Evaluation and attempted optimization of avian embryos and cell culture methods for efficient isolation and propagation of low pathogenicity avian influenza viruses

Abstract

Surveillance of wild bird populations for avian influenza viruses (AIV) contributes to our understanding of AIV evolution and ecology. Both real-time reverse transcriptase-polymerase chain reaction (RRT-PCR) and virus isolation in embryonating chicken eggs (ECE) are standard methods for detecting AIV in swab samples from wild birds, but AIV detection rates are higher with RRT-PCR than isolation in ECE. In this study we tested duck embryos, turkey embryos, and multiple cell lines for AIV growth as compared to ECE for improved isolation and propagation of AIV for isolates representing all 16 hemagglutinin subtypes.
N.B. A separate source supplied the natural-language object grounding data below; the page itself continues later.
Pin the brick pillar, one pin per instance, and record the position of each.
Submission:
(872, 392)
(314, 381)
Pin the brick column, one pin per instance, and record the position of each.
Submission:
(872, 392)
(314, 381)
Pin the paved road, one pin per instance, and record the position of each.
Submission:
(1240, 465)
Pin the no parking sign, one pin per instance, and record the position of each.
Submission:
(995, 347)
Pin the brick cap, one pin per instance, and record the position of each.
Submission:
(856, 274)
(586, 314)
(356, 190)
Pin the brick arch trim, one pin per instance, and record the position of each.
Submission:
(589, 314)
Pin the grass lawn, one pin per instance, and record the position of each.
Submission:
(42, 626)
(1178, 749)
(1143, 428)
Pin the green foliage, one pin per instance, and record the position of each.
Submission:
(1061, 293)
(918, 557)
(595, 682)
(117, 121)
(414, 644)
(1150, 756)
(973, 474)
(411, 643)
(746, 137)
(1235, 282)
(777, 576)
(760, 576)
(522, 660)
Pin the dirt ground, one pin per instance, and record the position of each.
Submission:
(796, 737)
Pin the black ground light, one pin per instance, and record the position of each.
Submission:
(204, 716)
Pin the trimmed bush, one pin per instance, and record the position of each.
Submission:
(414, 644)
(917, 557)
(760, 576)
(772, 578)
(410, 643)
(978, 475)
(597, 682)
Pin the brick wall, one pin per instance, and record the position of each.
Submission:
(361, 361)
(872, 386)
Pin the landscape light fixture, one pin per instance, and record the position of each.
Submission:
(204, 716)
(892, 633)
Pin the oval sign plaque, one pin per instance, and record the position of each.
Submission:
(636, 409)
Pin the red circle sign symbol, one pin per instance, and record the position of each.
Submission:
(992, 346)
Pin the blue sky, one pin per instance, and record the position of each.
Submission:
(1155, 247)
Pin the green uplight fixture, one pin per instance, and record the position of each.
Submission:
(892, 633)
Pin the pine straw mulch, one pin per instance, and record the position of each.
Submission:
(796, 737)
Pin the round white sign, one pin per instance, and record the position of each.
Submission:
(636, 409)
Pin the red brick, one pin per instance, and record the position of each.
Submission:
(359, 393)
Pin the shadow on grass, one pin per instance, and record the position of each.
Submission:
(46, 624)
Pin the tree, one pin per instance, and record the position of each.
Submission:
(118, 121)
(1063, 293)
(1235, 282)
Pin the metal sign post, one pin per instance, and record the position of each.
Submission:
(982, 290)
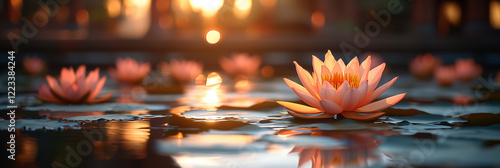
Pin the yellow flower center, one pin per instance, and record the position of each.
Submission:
(336, 79)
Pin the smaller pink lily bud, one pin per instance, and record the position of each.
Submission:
(445, 75)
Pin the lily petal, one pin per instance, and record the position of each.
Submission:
(330, 60)
(381, 104)
(327, 91)
(297, 115)
(299, 107)
(291, 84)
(357, 116)
(381, 90)
(306, 80)
(95, 91)
(45, 95)
(350, 100)
(339, 95)
(103, 98)
(330, 107)
(306, 97)
(365, 68)
(353, 67)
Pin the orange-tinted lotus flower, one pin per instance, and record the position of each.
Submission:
(445, 75)
(240, 64)
(466, 69)
(423, 66)
(33, 65)
(129, 70)
(334, 88)
(73, 87)
(181, 71)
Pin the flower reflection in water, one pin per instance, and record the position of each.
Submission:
(130, 137)
(360, 151)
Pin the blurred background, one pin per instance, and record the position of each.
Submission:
(96, 32)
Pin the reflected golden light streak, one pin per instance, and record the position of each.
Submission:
(15, 12)
(213, 36)
(268, 3)
(213, 80)
(113, 7)
(211, 97)
(452, 12)
(495, 14)
(207, 7)
(318, 19)
(242, 8)
(136, 21)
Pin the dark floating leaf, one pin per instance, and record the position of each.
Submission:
(402, 112)
(482, 119)
(37, 124)
(179, 122)
(407, 151)
(423, 119)
(116, 117)
(164, 89)
(98, 107)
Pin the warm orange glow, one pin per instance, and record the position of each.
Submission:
(135, 137)
(213, 80)
(268, 3)
(452, 12)
(213, 36)
(162, 5)
(267, 71)
(336, 79)
(136, 21)
(242, 85)
(242, 8)
(207, 7)
(318, 19)
(15, 12)
(113, 7)
(495, 14)
(82, 17)
(201, 80)
(165, 21)
(211, 97)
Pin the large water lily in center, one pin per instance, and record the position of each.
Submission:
(73, 88)
(335, 88)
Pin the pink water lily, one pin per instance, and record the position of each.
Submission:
(181, 71)
(129, 70)
(73, 88)
(33, 65)
(240, 64)
(335, 88)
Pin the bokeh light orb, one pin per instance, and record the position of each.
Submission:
(213, 36)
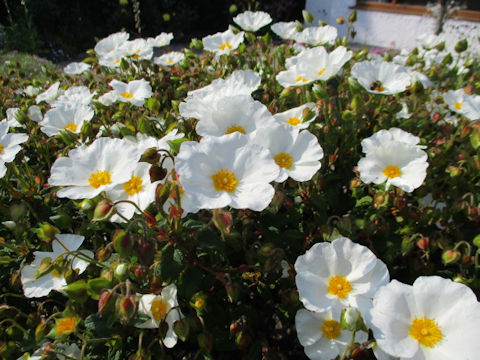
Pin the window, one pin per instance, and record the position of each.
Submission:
(470, 9)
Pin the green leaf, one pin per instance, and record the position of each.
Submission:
(96, 286)
(366, 200)
(172, 263)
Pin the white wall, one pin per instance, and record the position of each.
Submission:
(389, 29)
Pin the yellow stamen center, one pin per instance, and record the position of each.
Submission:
(133, 186)
(158, 309)
(425, 331)
(99, 178)
(226, 45)
(283, 160)
(235, 128)
(294, 121)
(392, 171)
(66, 325)
(339, 286)
(224, 180)
(331, 329)
(127, 95)
(72, 127)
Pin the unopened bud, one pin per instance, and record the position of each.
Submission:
(461, 46)
(150, 156)
(307, 16)
(106, 302)
(122, 243)
(46, 232)
(353, 17)
(125, 308)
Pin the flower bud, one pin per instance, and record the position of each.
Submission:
(122, 243)
(150, 156)
(353, 17)
(461, 46)
(41, 330)
(157, 173)
(103, 211)
(106, 302)
(223, 220)
(307, 16)
(103, 254)
(451, 256)
(121, 272)
(125, 308)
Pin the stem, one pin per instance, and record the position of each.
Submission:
(349, 347)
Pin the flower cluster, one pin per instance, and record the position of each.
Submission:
(199, 203)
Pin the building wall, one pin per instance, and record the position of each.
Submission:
(389, 29)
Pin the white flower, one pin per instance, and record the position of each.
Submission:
(398, 163)
(252, 21)
(339, 274)
(403, 114)
(297, 154)
(76, 68)
(170, 58)
(135, 92)
(65, 118)
(11, 118)
(317, 35)
(232, 114)
(161, 308)
(76, 95)
(111, 43)
(222, 43)
(434, 319)
(197, 102)
(138, 189)
(322, 335)
(285, 30)
(226, 171)
(31, 90)
(296, 117)
(162, 39)
(62, 246)
(35, 113)
(50, 94)
(9, 146)
(380, 77)
(462, 103)
(89, 170)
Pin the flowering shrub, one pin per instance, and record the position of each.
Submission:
(261, 199)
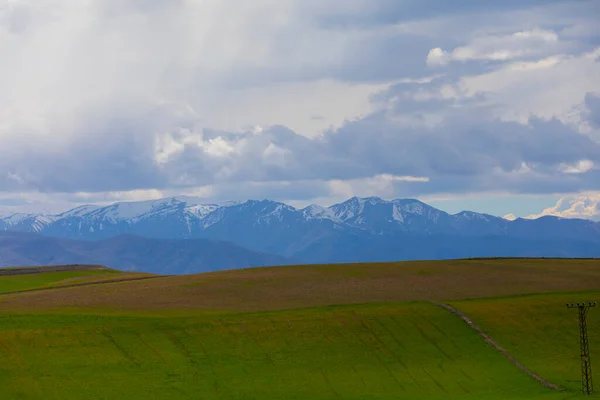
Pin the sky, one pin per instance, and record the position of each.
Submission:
(470, 104)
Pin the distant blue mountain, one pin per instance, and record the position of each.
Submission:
(359, 229)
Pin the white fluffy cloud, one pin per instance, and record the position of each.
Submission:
(520, 44)
(295, 100)
(585, 206)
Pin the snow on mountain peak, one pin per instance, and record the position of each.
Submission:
(315, 211)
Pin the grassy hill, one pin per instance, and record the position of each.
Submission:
(362, 331)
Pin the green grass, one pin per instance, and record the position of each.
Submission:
(12, 283)
(540, 332)
(402, 351)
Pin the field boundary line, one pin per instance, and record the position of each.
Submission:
(103, 282)
(499, 348)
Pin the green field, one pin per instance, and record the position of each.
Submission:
(371, 352)
(540, 331)
(212, 336)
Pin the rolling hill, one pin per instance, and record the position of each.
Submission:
(359, 331)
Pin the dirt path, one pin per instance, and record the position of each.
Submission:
(502, 351)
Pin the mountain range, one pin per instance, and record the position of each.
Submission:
(357, 230)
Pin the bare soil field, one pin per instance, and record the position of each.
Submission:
(54, 268)
(278, 288)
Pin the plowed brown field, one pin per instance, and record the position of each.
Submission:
(276, 288)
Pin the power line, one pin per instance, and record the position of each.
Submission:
(587, 386)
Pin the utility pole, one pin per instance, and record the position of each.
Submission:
(587, 386)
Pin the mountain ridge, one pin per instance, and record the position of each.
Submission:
(358, 229)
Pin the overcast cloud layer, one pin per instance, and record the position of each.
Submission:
(298, 100)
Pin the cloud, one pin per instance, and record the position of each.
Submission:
(520, 44)
(222, 99)
(586, 207)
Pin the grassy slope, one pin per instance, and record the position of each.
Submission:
(55, 344)
(409, 351)
(540, 331)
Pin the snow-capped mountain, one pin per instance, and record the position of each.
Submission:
(314, 233)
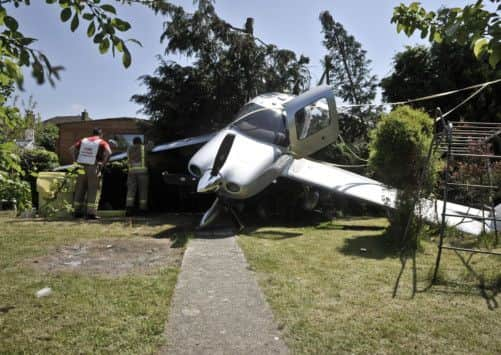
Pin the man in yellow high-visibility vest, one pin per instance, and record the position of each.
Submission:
(137, 179)
(92, 154)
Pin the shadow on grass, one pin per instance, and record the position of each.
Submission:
(334, 226)
(272, 234)
(489, 291)
(150, 220)
(178, 235)
(369, 246)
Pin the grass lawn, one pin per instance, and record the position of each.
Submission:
(88, 312)
(330, 288)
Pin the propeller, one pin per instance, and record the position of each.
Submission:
(211, 181)
(222, 153)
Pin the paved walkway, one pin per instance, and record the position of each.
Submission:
(218, 307)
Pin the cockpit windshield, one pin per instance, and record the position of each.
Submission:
(263, 124)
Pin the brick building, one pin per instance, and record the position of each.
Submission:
(73, 128)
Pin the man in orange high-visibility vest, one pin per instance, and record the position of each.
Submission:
(92, 154)
(137, 179)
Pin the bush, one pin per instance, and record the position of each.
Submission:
(46, 136)
(12, 187)
(34, 161)
(15, 189)
(398, 154)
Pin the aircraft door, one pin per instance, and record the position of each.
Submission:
(312, 121)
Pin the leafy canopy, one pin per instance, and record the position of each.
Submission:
(472, 25)
(348, 71)
(229, 66)
(420, 71)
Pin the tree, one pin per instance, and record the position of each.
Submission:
(46, 135)
(348, 71)
(103, 26)
(229, 66)
(420, 71)
(398, 155)
(473, 25)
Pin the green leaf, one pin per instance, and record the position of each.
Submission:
(11, 23)
(495, 57)
(26, 41)
(119, 45)
(120, 24)
(65, 14)
(74, 23)
(480, 46)
(104, 45)
(108, 8)
(24, 58)
(437, 37)
(126, 58)
(91, 29)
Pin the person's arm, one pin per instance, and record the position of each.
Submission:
(106, 154)
(74, 151)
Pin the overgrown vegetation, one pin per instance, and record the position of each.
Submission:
(476, 26)
(421, 71)
(399, 150)
(230, 66)
(330, 288)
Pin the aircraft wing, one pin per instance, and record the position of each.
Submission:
(362, 188)
(183, 143)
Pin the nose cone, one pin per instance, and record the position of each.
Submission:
(209, 182)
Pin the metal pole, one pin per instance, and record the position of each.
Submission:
(446, 187)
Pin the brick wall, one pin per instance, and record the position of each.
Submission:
(71, 132)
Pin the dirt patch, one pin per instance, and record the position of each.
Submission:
(111, 257)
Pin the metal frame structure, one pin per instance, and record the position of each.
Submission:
(458, 139)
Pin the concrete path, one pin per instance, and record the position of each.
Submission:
(218, 307)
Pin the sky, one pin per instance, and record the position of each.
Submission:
(102, 86)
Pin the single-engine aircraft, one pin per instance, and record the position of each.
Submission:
(271, 137)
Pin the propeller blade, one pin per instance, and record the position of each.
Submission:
(211, 214)
(222, 153)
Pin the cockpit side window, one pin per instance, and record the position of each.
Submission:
(312, 118)
(264, 125)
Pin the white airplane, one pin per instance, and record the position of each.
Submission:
(271, 137)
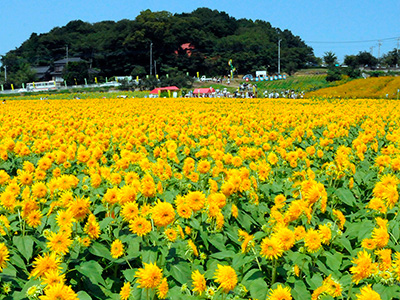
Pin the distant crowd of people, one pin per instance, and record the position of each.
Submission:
(291, 94)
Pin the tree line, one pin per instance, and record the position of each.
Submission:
(123, 47)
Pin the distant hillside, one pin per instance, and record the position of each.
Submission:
(373, 87)
(201, 41)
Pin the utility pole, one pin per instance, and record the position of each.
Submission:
(397, 53)
(279, 56)
(151, 58)
(379, 49)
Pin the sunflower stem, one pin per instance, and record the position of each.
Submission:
(275, 266)
(349, 294)
(255, 255)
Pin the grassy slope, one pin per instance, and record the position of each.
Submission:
(373, 87)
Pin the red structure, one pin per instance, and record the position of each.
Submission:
(167, 88)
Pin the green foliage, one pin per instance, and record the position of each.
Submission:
(123, 47)
(334, 74)
(75, 72)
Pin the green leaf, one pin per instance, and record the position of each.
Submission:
(100, 250)
(223, 254)
(300, 292)
(149, 256)
(83, 296)
(92, 270)
(386, 292)
(24, 245)
(105, 222)
(315, 281)
(218, 241)
(258, 288)
(334, 261)
(16, 260)
(346, 196)
(181, 272)
(129, 274)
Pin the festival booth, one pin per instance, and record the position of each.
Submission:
(169, 89)
(203, 92)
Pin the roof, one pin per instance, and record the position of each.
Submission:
(67, 60)
(41, 70)
(204, 91)
(167, 88)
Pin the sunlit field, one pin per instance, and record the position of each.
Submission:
(199, 199)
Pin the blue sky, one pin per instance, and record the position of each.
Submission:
(343, 27)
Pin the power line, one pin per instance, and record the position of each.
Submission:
(352, 42)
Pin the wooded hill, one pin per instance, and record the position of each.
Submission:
(201, 41)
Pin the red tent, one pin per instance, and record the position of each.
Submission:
(204, 91)
(167, 88)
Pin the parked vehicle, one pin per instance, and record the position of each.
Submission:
(41, 86)
(248, 77)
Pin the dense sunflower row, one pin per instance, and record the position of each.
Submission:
(199, 199)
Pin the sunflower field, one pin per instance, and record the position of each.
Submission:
(199, 199)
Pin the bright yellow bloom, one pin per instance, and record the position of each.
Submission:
(117, 248)
(226, 277)
(149, 277)
(198, 282)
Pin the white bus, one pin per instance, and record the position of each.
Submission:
(41, 86)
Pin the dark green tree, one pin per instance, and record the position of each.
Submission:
(75, 72)
(330, 59)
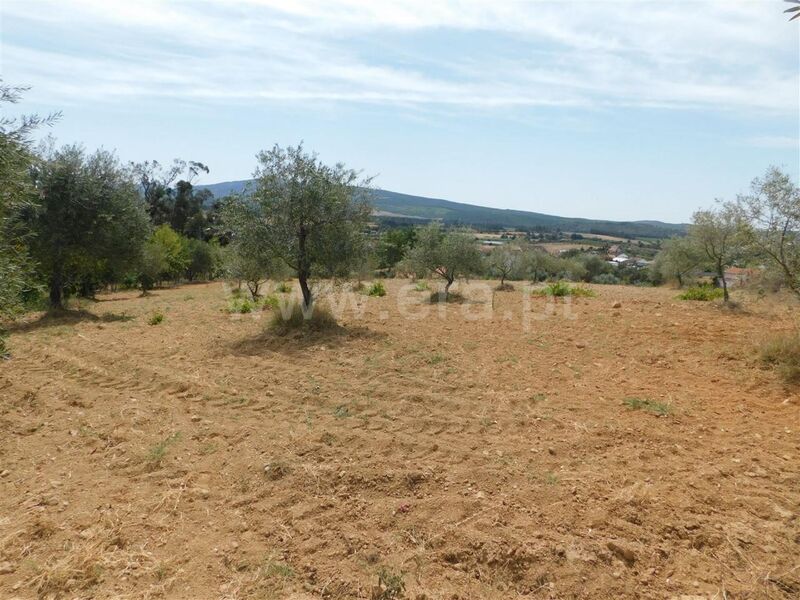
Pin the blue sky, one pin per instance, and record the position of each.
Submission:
(621, 110)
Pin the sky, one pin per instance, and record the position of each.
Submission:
(626, 109)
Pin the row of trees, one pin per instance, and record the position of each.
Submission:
(73, 222)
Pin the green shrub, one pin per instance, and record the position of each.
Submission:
(783, 354)
(390, 585)
(560, 289)
(377, 289)
(657, 408)
(607, 279)
(157, 452)
(241, 306)
(702, 293)
(4, 353)
(320, 319)
(422, 286)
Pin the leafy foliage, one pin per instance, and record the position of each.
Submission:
(307, 214)
(771, 224)
(703, 293)
(90, 215)
(783, 353)
(447, 254)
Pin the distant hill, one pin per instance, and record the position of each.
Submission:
(397, 207)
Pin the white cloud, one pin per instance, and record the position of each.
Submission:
(708, 54)
(775, 141)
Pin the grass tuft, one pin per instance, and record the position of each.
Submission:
(561, 289)
(319, 319)
(783, 354)
(390, 585)
(452, 297)
(377, 289)
(657, 408)
(157, 452)
(4, 351)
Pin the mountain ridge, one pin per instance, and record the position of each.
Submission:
(400, 208)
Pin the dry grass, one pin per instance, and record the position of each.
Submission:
(317, 320)
(431, 446)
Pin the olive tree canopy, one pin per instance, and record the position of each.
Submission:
(310, 215)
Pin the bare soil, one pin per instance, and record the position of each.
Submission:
(205, 457)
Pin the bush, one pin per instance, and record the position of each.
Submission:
(453, 297)
(783, 354)
(657, 408)
(702, 293)
(560, 289)
(421, 286)
(377, 289)
(270, 302)
(320, 319)
(240, 305)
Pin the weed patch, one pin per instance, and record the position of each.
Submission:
(657, 408)
(783, 354)
(561, 289)
(702, 293)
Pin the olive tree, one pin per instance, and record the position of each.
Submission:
(447, 254)
(309, 215)
(17, 196)
(771, 224)
(717, 233)
(89, 211)
(505, 262)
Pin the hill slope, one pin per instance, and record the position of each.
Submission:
(396, 206)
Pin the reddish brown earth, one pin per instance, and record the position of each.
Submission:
(207, 458)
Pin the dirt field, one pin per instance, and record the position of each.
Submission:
(203, 458)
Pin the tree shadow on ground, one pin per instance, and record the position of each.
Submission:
(65, 317)
(299, 341)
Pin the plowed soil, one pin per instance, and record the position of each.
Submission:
(637, 451)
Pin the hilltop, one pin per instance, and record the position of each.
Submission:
(398, 207)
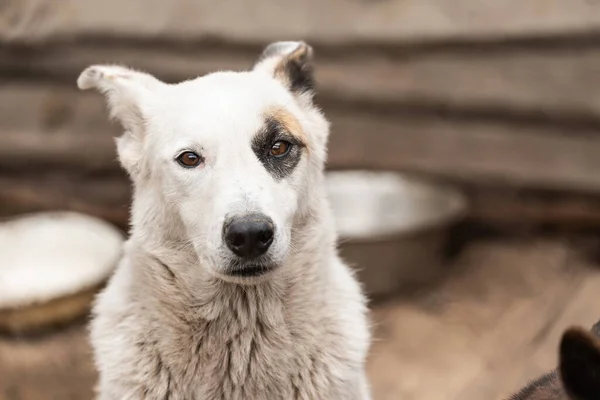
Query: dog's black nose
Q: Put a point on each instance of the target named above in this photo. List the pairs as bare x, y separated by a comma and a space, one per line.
250, 235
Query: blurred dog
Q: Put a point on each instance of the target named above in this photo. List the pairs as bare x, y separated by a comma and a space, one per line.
578, 374
230, 286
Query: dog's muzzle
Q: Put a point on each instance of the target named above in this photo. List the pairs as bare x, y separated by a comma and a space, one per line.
249, 236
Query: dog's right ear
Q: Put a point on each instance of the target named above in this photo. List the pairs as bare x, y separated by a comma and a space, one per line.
580, 364
127, 93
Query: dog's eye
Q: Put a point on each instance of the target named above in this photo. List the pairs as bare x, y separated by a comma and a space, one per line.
280, 148
189, 159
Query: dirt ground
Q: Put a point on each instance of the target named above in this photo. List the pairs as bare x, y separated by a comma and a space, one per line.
480, 334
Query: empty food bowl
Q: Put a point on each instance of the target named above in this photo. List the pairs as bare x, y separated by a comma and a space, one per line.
392, 228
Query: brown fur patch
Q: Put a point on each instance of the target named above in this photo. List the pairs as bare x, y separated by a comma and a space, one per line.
289, 122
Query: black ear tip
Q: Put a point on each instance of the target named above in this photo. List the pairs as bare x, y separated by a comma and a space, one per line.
575, 340
287, 48
580, 363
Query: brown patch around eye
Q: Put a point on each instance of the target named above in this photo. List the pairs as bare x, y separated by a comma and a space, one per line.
288, 122
189, 159
280, 148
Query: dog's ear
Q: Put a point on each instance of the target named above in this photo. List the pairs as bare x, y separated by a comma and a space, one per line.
596, 329
291, 63
580, 364
127, 91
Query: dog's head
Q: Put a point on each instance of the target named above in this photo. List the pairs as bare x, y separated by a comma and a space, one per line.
578, 374
230, 154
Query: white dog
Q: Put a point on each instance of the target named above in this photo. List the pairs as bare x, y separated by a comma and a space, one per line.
230, 286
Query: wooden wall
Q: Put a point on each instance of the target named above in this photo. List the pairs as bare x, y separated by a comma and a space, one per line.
500, 98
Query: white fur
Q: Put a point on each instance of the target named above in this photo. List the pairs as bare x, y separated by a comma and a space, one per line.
171, 324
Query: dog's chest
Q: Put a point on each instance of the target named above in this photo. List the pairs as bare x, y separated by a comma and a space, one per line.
253, 351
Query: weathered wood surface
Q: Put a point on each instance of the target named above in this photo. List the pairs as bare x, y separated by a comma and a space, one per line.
546, 80
481, 334
332, 21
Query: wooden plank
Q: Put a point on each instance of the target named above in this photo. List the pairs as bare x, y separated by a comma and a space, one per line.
264, 20
551, 81
476, 151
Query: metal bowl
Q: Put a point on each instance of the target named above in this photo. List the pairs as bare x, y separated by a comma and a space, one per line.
392, 227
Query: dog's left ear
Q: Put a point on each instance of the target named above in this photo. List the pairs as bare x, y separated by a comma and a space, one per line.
291, 63
580, 364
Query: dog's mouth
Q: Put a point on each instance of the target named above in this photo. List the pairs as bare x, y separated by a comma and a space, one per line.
249, 270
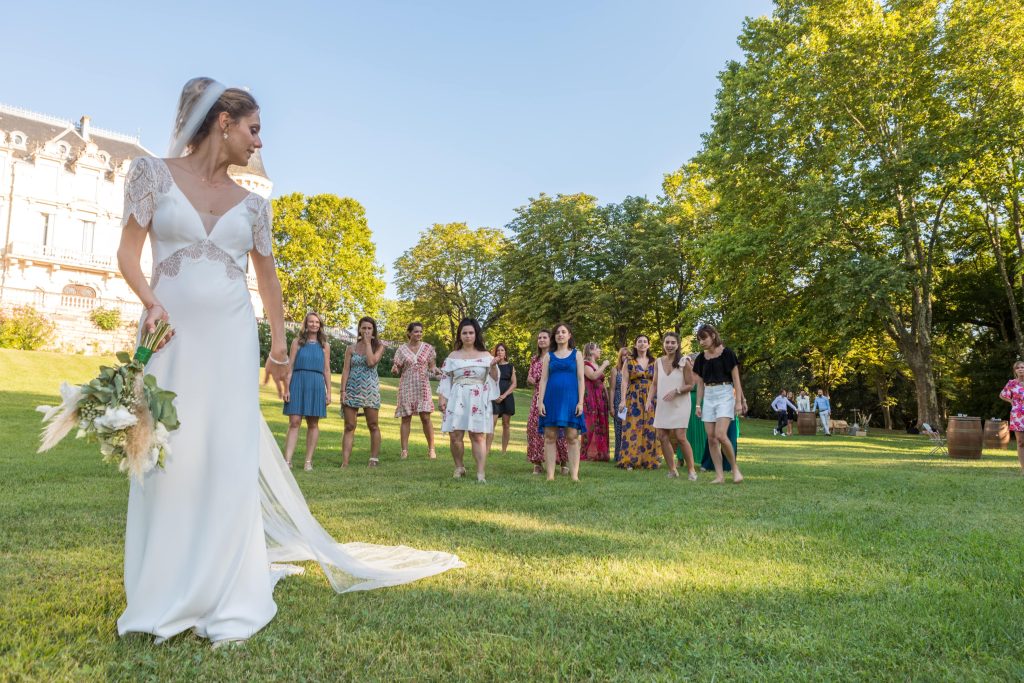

There were no differences in low pathogenicity AIV (LPAIV) propagation titers in duck or turkey embryos compared to ECE. The replication efficiency of LPAIV was lower in each of the cell lines tested compared to ECE. LPAIV titers were 1-3 log mean tissue-culture infective doses (TCID50) lower in Madin-Darby canine kidney (MDCK), primary chicken embryo kidney (CEK), and primary chicken embryo fibroblast (CEF) cell cultures, and 3-5 log TCID50 lower in chicken bone marrow macrophage (HD11), chicken fibroblast (DF-1), and mink lung epithelial (Mv1Lu) cells than the corresponding mean embryo infective doses (EID50) in ECE. The quail fibroblast (QT-35) and baby hamster kidney (BHK-21) cell lines produced titers 5-7 log TCID50 less than EID50 in ECE. Overall, ECEs were the most efficient system for growth of LPAIV. However, the savings in time and resources incurred with the use of the MDCK, CEK, and CEF cultures would allow a higher volume of samples to be processed with the same fiscal and financial resources, thus being potentially advantageous despite the lower replication efficiency and lower isolation rates.